Admitida a oposição, veio o exequente contestar sustentando que a execução deveria seguir termos sob a forma de processo sumária, nos termos do disposto no Art. 550.º n.º 2 al. c) do C.P.C., uma vez que o crédito subjacente ao pagamento da livrança dada à execução se encontrava garantido por penhor, pelo que a penhora é prévia à citação, não se verificando a exceção do erro na forma do processo, nem a nulidade do atos nos termos invocados pelo executado/opoente.

Quanto à oposição à penhora, sustentou que, embora o Art. 752.º do C.P.C. imponha que a execução se inicie com a penhora dos bens ou direitos pertencentes ao devedor principal e onerados com garantia real a favor do credor, o mesmo não impede que se proceda à penhora de outros bens pertencentes aos demais executados que respondam solidariamente pela dívida, considerando que no caso valor do bem dado em penhor é inferior ao valor da dívida exequenda.

Relativamente ao excesso de penhora, sustentou que os bens imóveis penhorados estão onerados com hipotecas constituídas a favor de outros credores, pelo que em face dos valores garantidos por tais hipotecas não se verifica qualquer excesso.

Em conformidade, concluiu pela improcedência da oposição, pelo indeferimento do pedido de suspensão da execução sem prestação de caução, bem como pela absolvição do pedido de condenação como litigante de má-fé.

Findos os articulados, foi designada e realizada audiência prévia no âmbito da qual as partes não lograram alcançar acordo, tendo mantido as posições já expostas nos respetivos articulados.

De seguida, veio a ser proferida sentença que julgou improcedente a oposição à execução e à penhora e absolveu o exequente do pedido de condenação como litigante de má-fé.

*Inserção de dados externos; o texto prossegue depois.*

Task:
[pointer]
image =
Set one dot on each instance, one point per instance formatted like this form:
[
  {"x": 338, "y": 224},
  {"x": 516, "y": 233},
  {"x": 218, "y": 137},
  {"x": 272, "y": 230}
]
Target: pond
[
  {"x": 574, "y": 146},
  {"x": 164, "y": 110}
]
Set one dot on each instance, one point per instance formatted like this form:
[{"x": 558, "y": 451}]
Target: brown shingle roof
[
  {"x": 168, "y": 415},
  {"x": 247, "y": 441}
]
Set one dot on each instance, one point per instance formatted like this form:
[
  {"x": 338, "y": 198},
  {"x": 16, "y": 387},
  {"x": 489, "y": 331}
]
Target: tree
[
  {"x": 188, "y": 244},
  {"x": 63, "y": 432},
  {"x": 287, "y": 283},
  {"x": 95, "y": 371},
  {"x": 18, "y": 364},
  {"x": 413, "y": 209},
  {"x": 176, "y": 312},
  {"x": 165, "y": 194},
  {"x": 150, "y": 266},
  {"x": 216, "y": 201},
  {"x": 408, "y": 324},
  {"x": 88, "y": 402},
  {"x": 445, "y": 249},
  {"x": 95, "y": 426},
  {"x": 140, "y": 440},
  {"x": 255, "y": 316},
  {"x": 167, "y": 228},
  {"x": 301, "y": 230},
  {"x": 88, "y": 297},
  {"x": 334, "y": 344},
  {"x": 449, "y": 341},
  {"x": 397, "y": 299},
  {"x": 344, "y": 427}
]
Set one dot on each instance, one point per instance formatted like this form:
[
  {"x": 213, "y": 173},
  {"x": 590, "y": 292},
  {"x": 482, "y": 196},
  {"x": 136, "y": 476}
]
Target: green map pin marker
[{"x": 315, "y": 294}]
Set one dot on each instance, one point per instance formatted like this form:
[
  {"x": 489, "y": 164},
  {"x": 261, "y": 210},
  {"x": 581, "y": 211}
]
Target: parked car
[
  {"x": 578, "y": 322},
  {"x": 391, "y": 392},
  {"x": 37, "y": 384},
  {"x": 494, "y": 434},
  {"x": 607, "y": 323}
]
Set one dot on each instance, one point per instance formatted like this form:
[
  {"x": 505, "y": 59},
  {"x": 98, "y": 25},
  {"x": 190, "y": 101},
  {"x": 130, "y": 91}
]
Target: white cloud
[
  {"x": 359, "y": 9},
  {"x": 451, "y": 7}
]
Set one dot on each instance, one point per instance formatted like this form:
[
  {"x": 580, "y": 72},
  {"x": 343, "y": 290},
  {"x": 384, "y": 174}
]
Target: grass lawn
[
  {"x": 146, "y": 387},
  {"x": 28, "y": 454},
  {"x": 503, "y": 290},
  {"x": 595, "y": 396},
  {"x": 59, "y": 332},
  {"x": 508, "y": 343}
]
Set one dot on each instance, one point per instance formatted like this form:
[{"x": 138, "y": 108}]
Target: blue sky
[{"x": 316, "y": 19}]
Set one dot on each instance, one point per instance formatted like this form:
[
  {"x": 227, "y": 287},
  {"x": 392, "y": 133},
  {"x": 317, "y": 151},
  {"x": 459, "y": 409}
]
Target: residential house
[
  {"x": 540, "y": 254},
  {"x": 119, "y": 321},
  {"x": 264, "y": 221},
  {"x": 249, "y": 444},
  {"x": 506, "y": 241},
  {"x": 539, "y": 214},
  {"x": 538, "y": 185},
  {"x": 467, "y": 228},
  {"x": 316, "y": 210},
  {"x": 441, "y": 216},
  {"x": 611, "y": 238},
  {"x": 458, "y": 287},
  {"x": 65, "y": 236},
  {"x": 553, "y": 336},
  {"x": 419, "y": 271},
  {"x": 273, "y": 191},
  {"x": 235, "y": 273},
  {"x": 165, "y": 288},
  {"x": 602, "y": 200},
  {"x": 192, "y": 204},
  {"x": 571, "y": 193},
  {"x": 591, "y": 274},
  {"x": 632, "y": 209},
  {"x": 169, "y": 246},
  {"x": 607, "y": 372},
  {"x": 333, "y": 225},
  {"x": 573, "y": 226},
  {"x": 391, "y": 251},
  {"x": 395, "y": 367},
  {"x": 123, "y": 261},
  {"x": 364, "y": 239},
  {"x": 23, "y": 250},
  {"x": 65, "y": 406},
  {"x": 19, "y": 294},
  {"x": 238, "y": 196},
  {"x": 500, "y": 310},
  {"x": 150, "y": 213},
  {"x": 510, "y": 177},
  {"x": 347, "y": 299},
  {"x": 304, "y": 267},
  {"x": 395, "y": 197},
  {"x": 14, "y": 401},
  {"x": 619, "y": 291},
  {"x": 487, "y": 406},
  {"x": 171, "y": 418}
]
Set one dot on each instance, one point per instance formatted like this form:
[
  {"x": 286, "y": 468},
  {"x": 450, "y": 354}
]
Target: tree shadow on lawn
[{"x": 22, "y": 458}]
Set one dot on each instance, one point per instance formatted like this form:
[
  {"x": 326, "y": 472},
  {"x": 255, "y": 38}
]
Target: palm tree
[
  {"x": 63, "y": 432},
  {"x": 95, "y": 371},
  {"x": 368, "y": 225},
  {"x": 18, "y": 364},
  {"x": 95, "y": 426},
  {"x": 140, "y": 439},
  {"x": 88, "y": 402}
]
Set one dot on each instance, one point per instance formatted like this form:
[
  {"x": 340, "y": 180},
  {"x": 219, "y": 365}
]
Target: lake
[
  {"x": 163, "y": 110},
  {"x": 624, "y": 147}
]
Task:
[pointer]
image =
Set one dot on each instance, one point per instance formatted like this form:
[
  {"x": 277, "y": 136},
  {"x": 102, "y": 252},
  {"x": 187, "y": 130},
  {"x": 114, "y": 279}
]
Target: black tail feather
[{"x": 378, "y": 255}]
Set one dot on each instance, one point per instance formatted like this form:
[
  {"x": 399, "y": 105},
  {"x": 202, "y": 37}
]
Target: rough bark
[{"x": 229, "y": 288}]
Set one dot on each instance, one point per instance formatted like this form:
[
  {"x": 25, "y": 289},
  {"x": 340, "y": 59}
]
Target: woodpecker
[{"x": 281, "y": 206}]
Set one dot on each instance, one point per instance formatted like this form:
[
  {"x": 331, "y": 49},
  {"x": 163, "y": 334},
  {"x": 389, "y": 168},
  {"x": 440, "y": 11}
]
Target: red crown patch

É dessa sentença que o executado-oponente veio interpor recurso de apelação, tendo apresentado no final das suas alegações as seguintes conclusões:
1.– O presente recurso incide sobre a douta sentença proferida nos presentes autos, que julgou improcedente a oposição à execução e penhora apresentada pelo oponente/ ora recorrente
2.– Não pode o recorrente concordar com a decisão proferida.
3.– O Tribunal a quo entendeu que nada impede a penhora imediata dos bens dos executados avalistas que, enquanto obrigados cambiários, respondem da mesma forma que o obrigado principal.
4.– Ora, atendendo à "natureza da dívida do executado que resulta de uma obrigação acessória, o aval", à "circunstância de existirem outros obrigados cambiários" e ao "facto de o exequente ser uma instituição financeira das maiores do país".
5.– Trata-se da introdução de critérios de equidade, em abrandamento da rigidez dos critérios matemáticos legais.".
6.– Ora, um critério de equidade implica uma ponderação equilibrada dos interesses das partes.
7.– Parece ficar claro que há uma notória desatenção à posição do aqui recorrente, ficando em desvantagem injusta e injustificada perante os outros só porque tem bens.
8.– Decidindo como decidiu, o Meritíssimo Juiz "a quo" fez uma errónea interpretação e aplicação das normas legais, maxime o disposto nos artigos 738º do C.P.C..
9.– Se a natureza da dívida do executado — tratar-se de um aval — e o facto de existirem outros obrigados cambiários (coavalistas), além do recorrente seria também motivo para isenção da penhora.
10.– A penhora inicia-se pelos bens sobre que incida a garantia e só pode recair noutros quando se reconheça a insuficiência deles para conseguir o fim da execução. O que não foi demonstrado!
11.– A penhora efetuada nos presentes autos é manifestamente excessiva, na medida em que o valor dos bens penhorados excede largamente a quantia necessária para garantir o pagamento da quantia exequenda e das despesas prováveis com a execução.
12.– Entendemos assim que com a decisão do tribunal a quo foram violados os artigos 784º n.º 1 al. a) e n.º 3 do artigo 735º do CPC, pois estamos perante um caso de excesso de penhora que se traduz na violação do princípio da proporcionalidade.
13.– Imponha-se assim ao tribunal a quo a redução da penhora aos bens estritamente necessários ao pagamento da dívida exequenda e das despesas previsíveis da execução, o que não foi decidido.
14.– O aval tem a natureza de uma garantia autónoma e pessoal, sendo que a obrigação do avalista, além de materialmente autónoma, não subsidiária, só imperfeitamente se pode considerar uma obrigação acessória relativamente ao avalizado.
15.– A razão da impenhorabilidade parcial prevista no artº 738 º do CPC baseia-se em razões que se prendem com o princípio da dignidade da pessoa humana (um dos fundamentos de Portugal como República soberana) contido no princípio do Estado de direito que resulta das disposições conjugadas dos arts. 1º, 59º-2-a) e 63º-1 e 2, da CRP.
16.– Nestes termos, deverá revogar-se a douta decisão em crise, substituindo-se por outra que considere a Oposição à execução e penhora procedente.
17.– A decisão sob censura violou entre outros preceitos legais e já referidos, o Art 738º do CPC.
Pede assim que seja concedido integral provimento ao recurso, revogando-se a sentença recorrida, que deverá ser substituída por outra que julgue procedente por provada a oposição à execução e penhora apresentada.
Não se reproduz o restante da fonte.